In my last column I referred you to XHTML as a way to transition from an HTML-based website to an XML-based website. Since XHTML is the future of HTML, I thought it was worth a closer look.
XHTML Defined
XHTML is an XML encoding of HTML 4. XHTML is defined by the World Wide Web Consortium (W3C for short), which also defines the various XML and HTML standards. XHTML Basic is a subset of XHTML geared specifically for small devices that can’t support the full functionality of XHTML — more on that later.
Why was XHTML developed? Although both XML and HTML are derivatives of SGML — Standardized General Markup Language — there are important differences between the two markup languages. HTML is quite forgiving when it comes to tag placement, missing tags, and attribute values. A web browser, for example, will correctly interpret an HTML page even if you leave out the <HTML> and </HTML> tags. Nor do they require that you place the </P> tag to mark the end of a paragraph. XML, however, has strict rules about the format and use of tags. These rules make it easier to parse XML documents. And more importantly, different XML parsers will interpret a given XML document in the same way. HTML parsers are not as consistent because the rules aren’t as strict, which leads to differences in the way web browsers display pages.
From HTML to XHTML
XHTML is the bridge between HTML and XML. It imposes XML’s strict syntax on HTML and defines XML document type definitions (DTDs) covering HTML 4.01. Take, for example, this simple HTML document:
<HTML> <HEAD><TITLE>Hello World!</TITLE></HEAD> <BODY> Hello world! <HR> Hello again! </BODY> </HTML>
When converted to XHTML it looks like this:<?xml version=”1.0″ encoding=”UTF-8″?> <!DOCTYPE html PUBLIC “-//W3C//DTD XHTML 1.0 Strict//EN” “DTD/xhtml1-strict.dtd”> <html xmlns=”http://www.w3.org/1999/xhtml” xml:lang=”en” lang=”en”> <head><title>Hello World!</title></head> <body> <p>Hello world!</p> <hr/> <p>Hello again!</p> </body> </html>
Not too different, is it? And to convert your HTML to XHTML there’s a tool called HTML Tidy that does the job very well.

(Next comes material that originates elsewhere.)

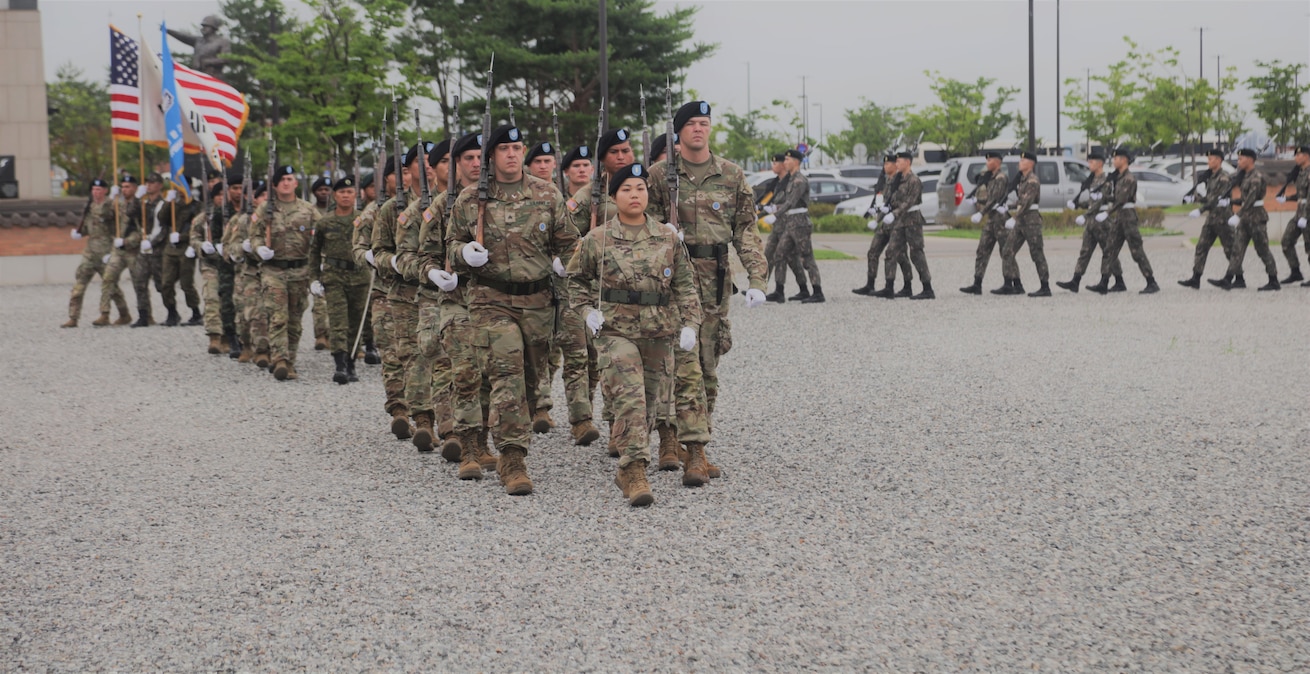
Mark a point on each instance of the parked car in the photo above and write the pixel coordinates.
(860, 206)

But of course, today’s browsers don’t understand XHTML. For example, XML constructs like the shorthand notation for empty elements — where instead of using a start tag and an end tag (like <abc> and </abc>) you use a single tag ending in a slash (like <abc/>) — will be ignored or misinterpreted by web browsers.
We can take advantage of a web browser’s forgiving nature, however, and adapt our XHTML so that it can be read correctly by a web browser while still maintaining correct XML syntax. Appendix C of the XHTML specification shows you how to do this. For example, place a space between the tag and the trailing slash when specifying an empty element. In other words, use <hr /> instead of <hr>.
XHTML Basic
>From a small device perspective, however, XHTML is too large to support, because HTML 4 is itself very large. In order to encourage the adoption of XHTML for all devices, the W3C is currently defining a standard called XHTML Basic. It defines a standardized minimal subset of XHTML aimed specifically at “small information appliances”. It’s really a pre-emptive strike by the W3C to avoid the fragmentation of XHTML by third parties, which is what happened with HTML.
Does WML Disappear?
There will inevitably be a push to replace languages like HDML and WML with XHTML Basic. This only makes sense since the industry is moving towards adopting XML-based formats for almost every kind of data interchange. In fact, since WML is itself an XML language the transition to XHTML doesn’t seem that hard at first glance. However, you have to remember that WML (and HDML) also defines actions as well as content. These currently have no equivalent in XHTML. So, in the short term at least, WML and HDML aren’t going to disappear. It will be interesting to see who wins out in the end, though. Plan on supporting all three markup languages at some point!